3 Corações impulsiona produção indígena

Para as famílias indígenas, a profissionalização alcançada pela busca do selo de DO causa um impacto financeiro ainda maior. “Quando eles chegavam na cidade para comercializar o café deles, o intermediário pagava o que queria, explorava mesmo. Se no mercado a cotação do café estava em R$ 600, os atravessadores pagavam R$ 300, e os indígenas vendiam”, recorda Silva.

Desde 2019, a empresa 3 Corações compra a produção dos povos originários através de um projeto chamado Tribos. A iniciativa já impactou ao menos 150 das famílias indígenas detentoras do selo de IG, segundo dados da empresa.

“Todos os anos, o projeto realiza um concurso de qualidade”, explica a gerente do projeto, Patrícia Carvalho. A empresa compra a produção de 100% dos participantes. Para os 10 primeiros colocados, adiciona um prêmio em dinheiro como incentivo à excelência.

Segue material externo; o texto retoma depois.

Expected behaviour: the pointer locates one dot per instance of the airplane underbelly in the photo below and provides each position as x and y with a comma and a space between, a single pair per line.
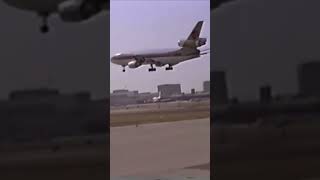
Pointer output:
35, 5
173, 59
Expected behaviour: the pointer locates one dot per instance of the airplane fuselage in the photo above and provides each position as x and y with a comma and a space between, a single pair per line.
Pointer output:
162, 58
35, 5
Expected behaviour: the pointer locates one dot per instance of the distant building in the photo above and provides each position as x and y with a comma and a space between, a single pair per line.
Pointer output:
219, 87
206, 86
265, 94
308, 74
120, 91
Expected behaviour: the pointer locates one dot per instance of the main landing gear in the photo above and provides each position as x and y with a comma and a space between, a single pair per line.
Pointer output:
44, 28
152, 68
169, 68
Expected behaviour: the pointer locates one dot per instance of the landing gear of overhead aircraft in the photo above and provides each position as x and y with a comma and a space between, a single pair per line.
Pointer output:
169, 68
152, 68
44, 28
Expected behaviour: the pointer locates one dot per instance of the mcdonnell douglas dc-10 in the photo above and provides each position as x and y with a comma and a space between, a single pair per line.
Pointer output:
68, 10
189, 50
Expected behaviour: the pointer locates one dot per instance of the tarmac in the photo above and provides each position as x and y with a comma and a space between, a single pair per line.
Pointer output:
163, 150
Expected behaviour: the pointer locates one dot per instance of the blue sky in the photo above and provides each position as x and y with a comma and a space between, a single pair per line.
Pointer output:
141, 25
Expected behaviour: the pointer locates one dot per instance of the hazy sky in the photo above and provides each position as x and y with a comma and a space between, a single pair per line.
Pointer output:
143, 25
262, 41
74, 55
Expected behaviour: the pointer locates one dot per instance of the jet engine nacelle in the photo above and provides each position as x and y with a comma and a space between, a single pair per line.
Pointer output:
78, 10
192, 43
134, 64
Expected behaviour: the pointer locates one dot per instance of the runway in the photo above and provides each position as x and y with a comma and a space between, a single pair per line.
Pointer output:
163, 149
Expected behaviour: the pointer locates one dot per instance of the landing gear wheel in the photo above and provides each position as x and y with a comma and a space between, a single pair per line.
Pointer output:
169, 68
152, 68
44, 29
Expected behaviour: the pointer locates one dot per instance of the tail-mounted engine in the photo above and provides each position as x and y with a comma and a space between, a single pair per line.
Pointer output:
192, 43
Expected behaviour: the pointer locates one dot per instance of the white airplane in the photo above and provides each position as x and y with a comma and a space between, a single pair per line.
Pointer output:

“Não se trata de uma iniciativa pontual ou de curta duração. O Tribos é um projeto perene, que aposta na construção de laços duradouros e no aprimoramento constante da cadeia produtiva indígena”, diz Carvalho. O projeto já comercializou mais de 520 mil quilos de café (cerca de 8.600 sacas) desde sua criação, mantendo uma média de aproximadamente 1.500 sacas por ano.

Natural de Cacoal (RO), Celesty Surui é a primeira indígena na região a se tornar barista – profissional especializada em preparar e servir bebidas à base de café. Para ela, o trabalho desenvolvido pela Embrapa e pela 3 Corações na região foi essencial para chegar ao posto.

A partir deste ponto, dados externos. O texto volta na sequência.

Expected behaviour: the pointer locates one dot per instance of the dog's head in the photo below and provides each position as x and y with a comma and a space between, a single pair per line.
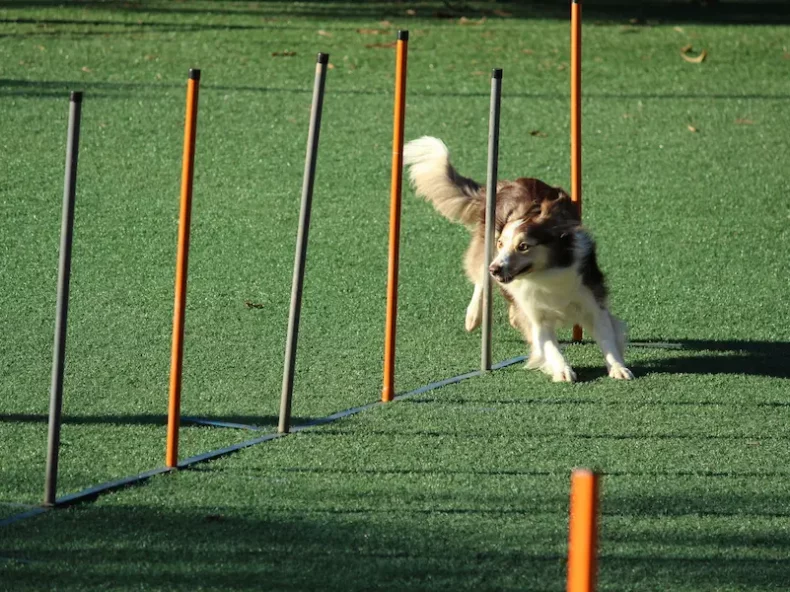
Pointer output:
534, 230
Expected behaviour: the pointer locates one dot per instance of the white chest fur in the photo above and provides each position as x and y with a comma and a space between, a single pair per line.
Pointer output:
555, 297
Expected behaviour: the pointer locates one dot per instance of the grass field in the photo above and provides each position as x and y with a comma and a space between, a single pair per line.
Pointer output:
685, 184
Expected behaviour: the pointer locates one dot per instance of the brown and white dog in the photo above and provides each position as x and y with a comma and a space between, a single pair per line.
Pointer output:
545, 261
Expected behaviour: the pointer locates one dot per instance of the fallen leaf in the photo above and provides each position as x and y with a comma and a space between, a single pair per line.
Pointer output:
381, 45
692, 59
465, 21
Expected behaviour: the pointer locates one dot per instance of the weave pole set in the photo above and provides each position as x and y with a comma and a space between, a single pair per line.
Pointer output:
388, 391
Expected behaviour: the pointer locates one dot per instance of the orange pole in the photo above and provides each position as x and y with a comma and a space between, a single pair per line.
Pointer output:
176, 362
388, 392
576, 116
583, 534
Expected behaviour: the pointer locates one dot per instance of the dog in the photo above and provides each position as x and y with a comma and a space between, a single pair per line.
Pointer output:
545, 261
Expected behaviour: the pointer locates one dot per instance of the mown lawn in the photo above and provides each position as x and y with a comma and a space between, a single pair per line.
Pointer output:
685, 184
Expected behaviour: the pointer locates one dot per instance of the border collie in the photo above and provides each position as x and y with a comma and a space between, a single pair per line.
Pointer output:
545, 261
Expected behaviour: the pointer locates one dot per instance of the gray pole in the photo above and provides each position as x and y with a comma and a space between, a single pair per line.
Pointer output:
301, 244
493, 159
61, 313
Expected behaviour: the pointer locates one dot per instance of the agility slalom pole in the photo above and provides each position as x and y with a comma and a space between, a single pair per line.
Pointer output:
576, 117
493, 161
388, 392
182, 257
301, 243
62, 310
583, 532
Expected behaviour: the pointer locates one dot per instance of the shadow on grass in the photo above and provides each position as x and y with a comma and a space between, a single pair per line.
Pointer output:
49, 89
768, 12
228, 546
748, 358
154, 419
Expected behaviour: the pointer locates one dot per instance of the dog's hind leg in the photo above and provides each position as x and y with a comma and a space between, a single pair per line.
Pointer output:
474, 312
609, 333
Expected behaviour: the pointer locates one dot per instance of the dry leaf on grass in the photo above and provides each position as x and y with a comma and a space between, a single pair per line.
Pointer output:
684, 51
380, 45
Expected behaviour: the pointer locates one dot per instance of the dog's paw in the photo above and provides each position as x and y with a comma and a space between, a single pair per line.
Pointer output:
620, 373
473, 318
564, 374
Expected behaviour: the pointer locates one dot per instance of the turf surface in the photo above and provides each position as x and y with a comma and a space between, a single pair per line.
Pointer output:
465, 487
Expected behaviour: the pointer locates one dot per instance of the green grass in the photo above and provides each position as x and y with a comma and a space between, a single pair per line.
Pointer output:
464, 487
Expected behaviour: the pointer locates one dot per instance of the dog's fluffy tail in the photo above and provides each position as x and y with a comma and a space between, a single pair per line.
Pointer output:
433, 177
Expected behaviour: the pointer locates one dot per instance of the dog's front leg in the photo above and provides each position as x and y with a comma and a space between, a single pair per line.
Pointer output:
474, 312
544, 343
609, 334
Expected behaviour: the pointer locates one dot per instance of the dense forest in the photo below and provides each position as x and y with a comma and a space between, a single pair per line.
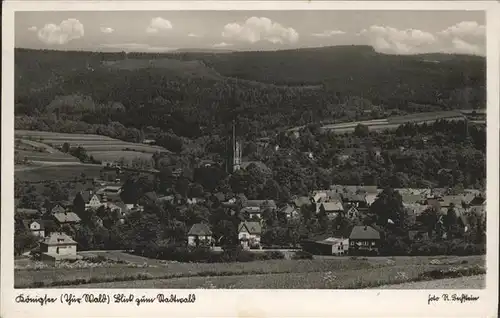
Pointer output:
193, 94
185, 100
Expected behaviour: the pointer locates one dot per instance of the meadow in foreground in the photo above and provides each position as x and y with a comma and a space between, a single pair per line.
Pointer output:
318, 273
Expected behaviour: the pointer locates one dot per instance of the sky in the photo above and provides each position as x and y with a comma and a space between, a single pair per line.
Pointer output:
392, 32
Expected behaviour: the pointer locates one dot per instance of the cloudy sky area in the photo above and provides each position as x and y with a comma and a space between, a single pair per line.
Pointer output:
394, 32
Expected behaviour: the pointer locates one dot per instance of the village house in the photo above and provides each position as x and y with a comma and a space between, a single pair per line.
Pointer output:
134, 208
352, 213
200, 235
290, 212
353, 199
331, 209
418, 235
478, 200
364, 240
36, 227
301, 201
370, 198
326, 245
66, 218
254, 208
58, 208
249, 234
28, 212
58, 246
416, 209
116, 207
409, 198
451, 200
110, 192
86, 200
193, 201
167, 198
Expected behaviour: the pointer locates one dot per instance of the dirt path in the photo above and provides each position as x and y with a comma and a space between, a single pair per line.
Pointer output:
468, 282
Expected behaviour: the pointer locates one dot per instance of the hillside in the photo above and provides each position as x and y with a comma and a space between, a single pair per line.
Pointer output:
194, 93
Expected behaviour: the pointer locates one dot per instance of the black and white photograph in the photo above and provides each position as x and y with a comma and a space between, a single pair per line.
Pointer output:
250, 149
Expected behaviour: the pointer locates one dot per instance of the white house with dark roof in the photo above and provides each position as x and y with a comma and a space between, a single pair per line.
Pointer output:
290, 211
36, 227
89, 198
58, 246
66, 218
200, 235
364, 239
249, 234
331, 209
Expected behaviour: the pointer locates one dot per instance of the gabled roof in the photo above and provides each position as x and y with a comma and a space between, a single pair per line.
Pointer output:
416, 208
455, 199
57, 238
371, 197
260, 203
287, 209
251, 227
300, 201
27, 223
67, 217
57, 207
410, 198
27, 211
220, 196
259, 164
151, 196
332, 206
86, 195
200, 229
352, 197
479, 209
364, 233
49, 225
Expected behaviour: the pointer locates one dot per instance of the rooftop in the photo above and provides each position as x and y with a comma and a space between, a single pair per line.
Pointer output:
59, 238
201, 229
251, 227
364, 233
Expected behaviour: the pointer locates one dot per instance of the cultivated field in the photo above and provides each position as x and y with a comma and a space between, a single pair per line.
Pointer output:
395, 122
469, 282
57, 172
128, 156
391, 122
38, 152
342, 272
87, 141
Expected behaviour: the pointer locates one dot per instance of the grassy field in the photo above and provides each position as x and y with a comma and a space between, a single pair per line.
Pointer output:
87, 141
59, 172
114, 155
40, 152
342, 272
394, 122
348, 279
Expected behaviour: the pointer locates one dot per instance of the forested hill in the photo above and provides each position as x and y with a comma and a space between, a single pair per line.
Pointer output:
188, 91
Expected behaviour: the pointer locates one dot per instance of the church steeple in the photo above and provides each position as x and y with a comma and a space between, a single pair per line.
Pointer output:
233, 149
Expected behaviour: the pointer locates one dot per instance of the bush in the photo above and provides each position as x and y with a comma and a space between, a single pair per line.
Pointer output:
302, 255
455, 247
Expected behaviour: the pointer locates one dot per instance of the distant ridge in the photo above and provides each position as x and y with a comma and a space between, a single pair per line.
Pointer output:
366, 49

Celesty Surui prepara um café. Ela veste uma camiseta branco e um avental. Em cada orelha, tem um brinco de penas. Sobre a cabeça, um cocar cheio, também de penas
Celesty Surui é primeira barista indígena em Rondônia. Crédito: arquivo pessoal

“A Embrapa fez pesquisas das plantas, do solo, para que eles pudessem trazer esse conhecimento para dentro das aldeias”, diz. Com o desenvolvimento da região, foram ofertados cursos através dos quais ela veio a se especializar. “Eu nunca imaginei trabalhar com café, porque a minha cultura é muito diferente da cultura brasileira”, diz.

Hoje, nos territórios indígenas, há ainda um trabalho de reflorestamento de regiões invadidas por colonizadores, feito em paralelo à plantação de café. “A partir dessa parceria com a Três Corações e com a Embrapa, tivemos a ideia de usar essas áreas como forma de plantar cafés, para que além de reflorestar, também pudesse ajudar as famílias aqui na comunidade”, explica.

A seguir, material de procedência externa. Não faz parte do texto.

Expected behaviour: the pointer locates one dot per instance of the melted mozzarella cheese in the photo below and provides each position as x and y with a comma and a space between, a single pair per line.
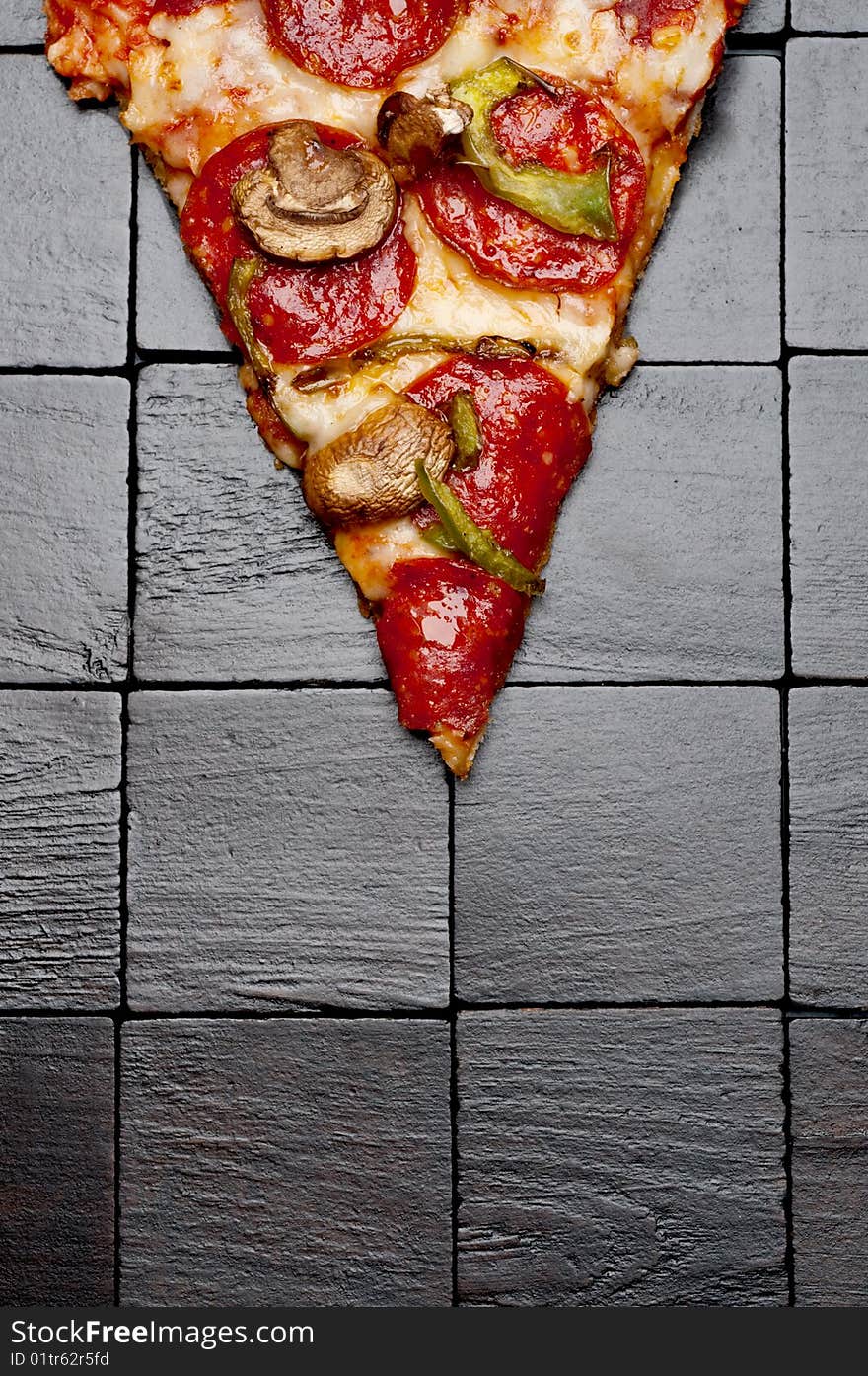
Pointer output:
199, 80
369, 552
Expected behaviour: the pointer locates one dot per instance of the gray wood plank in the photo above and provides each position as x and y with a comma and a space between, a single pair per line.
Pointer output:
63, 452
830, 16
711, 291
56, 1162
59, 878
66, 190
827, 192
620, 1157
622, 843
829, 841
236, 577
829, 415
763, 17
285, 849
23, 23
668, 557
174, 307
830, 1160
286, 1162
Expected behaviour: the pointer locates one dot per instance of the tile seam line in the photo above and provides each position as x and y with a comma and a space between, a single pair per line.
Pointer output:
439, 1014
786, 688
129, 372
168, 687
453, 1046
792, 1012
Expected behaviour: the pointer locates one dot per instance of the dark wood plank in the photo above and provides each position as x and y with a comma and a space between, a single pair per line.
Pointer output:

Canéfora, o ‘rock and roll’ dos cafés

Dentre as centenas de espécies de café no mundo, apenas duas são amplamente cultivadas e comercializadas: o arábica (nome científico Coffea arabica) e o canéfora (Coffea canephora). Em Rondônia, cultiva-se o canéfora, uma variante mais adaptável, que pode ser cultivada em baixas altitudes e temperaturas altas como as encontradas na região amazônica.

Existem ainda duas classificações dentro da espécie canéfora: o conilon, cuja produção brasileira é destaque no Espírito Santo, e o robusta. Rondônia é terra dos robustas amazônicos, uma variante híbrida resultante do cruzamento entre as variedades conilon e robusta.

“Lá na Itália, criaram um diferencial para o mercado na Europa. Existe um mote assim: ‘O meu café é melhor porque é 100% Arábica’. Começaram assim a relegar a espécie canéfora como um café de péssima qualidade”, explica Renata Silva.

O trabalho desenvolvido pela Embrapa teve então de passar por uma valorização entre os próprios agricultores rondonienses, que não costumavam beber do café cultivado em suas lavouras. “Hoje, vocês podem ver que os produtores ‘vestem a camisa’ como se tivessem vestindo um traje de gala”, diz a especialista.

A diferença do canéfora é possível de sentir no gosto. Com quase o dobro de cafeína do arábica, a variedade plantada em Rondônia tem um gosto mais forte e encorpado. “Quando a gente está divulgando para as pessoas, a gente brinca com a analogia de que o arábica é bossa nova, o canéfora é rock and roll”, explica Silva.

A produtividade do canéfora também se destaca. Enquanto boas práticas já levaram o arábica a atingir médias de 40-60 sacas por hectare (saca/ha), com recordes de 100 sacas/ha, os agricultores têm alcançado médias de 100 sacas/ha do canéfora, com pico de 400 sacas na mesma área plantada.